Да, это видение полно трагического величия и подобно океану. Хорошо было бы, чтобы каждая мужественная душа от времени до времени в него погружалась. Хорошо, что в глубине сердца, полного нежности, Рамакришна хранит его царственный шум и соленое дыхание. Но оно не создано для обыкновенных смертных. Оно может их свести с ума или заставить похолодеть от ужаса. В своей слабости они не способны осуществить синтез абсолюта со своим «ego»; чтобы не подкосить в них жизненного порыва, нужно сохранить им «палочку ego», брошенную в океан Сатчидананды (Бытие, Познание, Блаженство).

Это только «черта, проведенная по воде». Но «если вы ее уничтожите, останется только единый нераздельный океан».[291] Сохраните ее, чтобы защитить себя от головокружения! Сам бог разрешил эту видимость, чтобы укрепить нетвердые шаги своих детей. Они все-таки будут с ним.

Тем, кто спрашивает в тоске Рамакришну:

– Господин, вы говорите нам о том, кто осуществляет единство «Я – это он…». Но те, кому это не дано, те, кто говорит: «Ты – не я, и я ищу тебя…» Что случается с ними?

Он отвечает со своей успокаивающей улыбкой:

– Нет никакой разницы, если вы называете его «Ты» или думаете: «Я – это он». Люди, которые постигают его, говоря «Ты», поддерживают с ним наилучшие отношения. Так же, как старый преданный слуга и его хозяин. По мере того как они оба старятся, хозяин опирается на него. Он советуется с ним обо всех своих делах. Однажды он берет его за руку и сажает на свой трон. Сконфуженный слуга говорит ему: «Что вы делаете, господин?..» Но хозяин удерживает его на троне возле себя и говорит ему: «Вы такой же, как и Я, мой горячо любимый!..»[292]

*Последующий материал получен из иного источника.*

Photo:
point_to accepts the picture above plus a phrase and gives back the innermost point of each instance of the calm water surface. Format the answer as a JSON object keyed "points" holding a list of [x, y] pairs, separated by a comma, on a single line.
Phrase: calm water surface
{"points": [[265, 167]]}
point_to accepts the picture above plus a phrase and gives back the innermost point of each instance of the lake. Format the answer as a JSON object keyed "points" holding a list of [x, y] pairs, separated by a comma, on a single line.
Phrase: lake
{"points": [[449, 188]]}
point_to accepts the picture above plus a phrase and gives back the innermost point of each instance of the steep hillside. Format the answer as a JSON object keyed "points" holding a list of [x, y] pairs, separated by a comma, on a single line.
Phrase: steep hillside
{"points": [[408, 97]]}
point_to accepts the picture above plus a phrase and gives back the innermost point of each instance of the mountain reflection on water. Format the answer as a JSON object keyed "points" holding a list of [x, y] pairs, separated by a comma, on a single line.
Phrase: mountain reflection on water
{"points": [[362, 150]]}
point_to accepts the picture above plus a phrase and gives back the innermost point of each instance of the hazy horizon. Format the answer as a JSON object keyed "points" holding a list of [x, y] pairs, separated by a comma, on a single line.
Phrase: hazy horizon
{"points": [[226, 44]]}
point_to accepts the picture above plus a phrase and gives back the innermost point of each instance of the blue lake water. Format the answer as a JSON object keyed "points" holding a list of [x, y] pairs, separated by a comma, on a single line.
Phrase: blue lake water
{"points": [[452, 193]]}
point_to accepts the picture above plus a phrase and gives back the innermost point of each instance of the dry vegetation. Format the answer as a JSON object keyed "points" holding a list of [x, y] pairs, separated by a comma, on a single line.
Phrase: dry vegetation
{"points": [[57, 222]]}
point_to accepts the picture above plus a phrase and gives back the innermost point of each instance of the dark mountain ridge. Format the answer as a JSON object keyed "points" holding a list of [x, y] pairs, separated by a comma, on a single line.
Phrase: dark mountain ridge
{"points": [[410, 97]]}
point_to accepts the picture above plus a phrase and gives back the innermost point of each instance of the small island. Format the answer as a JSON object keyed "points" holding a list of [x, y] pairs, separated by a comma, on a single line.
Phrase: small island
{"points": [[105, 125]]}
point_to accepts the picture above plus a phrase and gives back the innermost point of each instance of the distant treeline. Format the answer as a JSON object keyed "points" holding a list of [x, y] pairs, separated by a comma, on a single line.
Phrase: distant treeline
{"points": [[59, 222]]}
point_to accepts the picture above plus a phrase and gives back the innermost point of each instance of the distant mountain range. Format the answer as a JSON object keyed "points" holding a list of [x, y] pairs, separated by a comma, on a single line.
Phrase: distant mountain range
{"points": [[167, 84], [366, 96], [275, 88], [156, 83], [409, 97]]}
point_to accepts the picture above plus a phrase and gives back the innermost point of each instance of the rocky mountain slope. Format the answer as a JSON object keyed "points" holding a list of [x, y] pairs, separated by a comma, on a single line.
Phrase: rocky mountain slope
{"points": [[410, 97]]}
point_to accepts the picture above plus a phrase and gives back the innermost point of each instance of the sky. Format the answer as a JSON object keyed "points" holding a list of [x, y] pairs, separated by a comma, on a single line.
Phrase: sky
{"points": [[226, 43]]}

Рамакришна всегда умеет приспособить свою мысль к пониманию каждого из своих учеников; и, весьма далекий от разрушения хрупкого равновесия человеческого духа, он заботится об его укреплении, осторожно соблюдая различные соотношения его составных элементов у каждого. Мы увидим, как он меняет свои приемы в зависимости от темперамента каждого настолько, что иногда кажется, что он высказывает противоречивые положения. Ангельскому Джогананде, грешащему слишком большой мягкостью, он рекомендует энергию: «Благочестивый не должен быть дураком».

 

Он бранит его за неумение защищать себя в жизни. Неистовому Вивекананде, всегда готовому идти против неприятеля и уничтожить обидчика, Рамакришна предписывает забвение обид и кротость. У учеников «героического типа» он допускает некоторые слабости, которых не разрешает слабым, ибо первые не могут быть задеты ими надолго. С безошибочным тактом он всегда умеет рассчитать силы противодействия каждого существа.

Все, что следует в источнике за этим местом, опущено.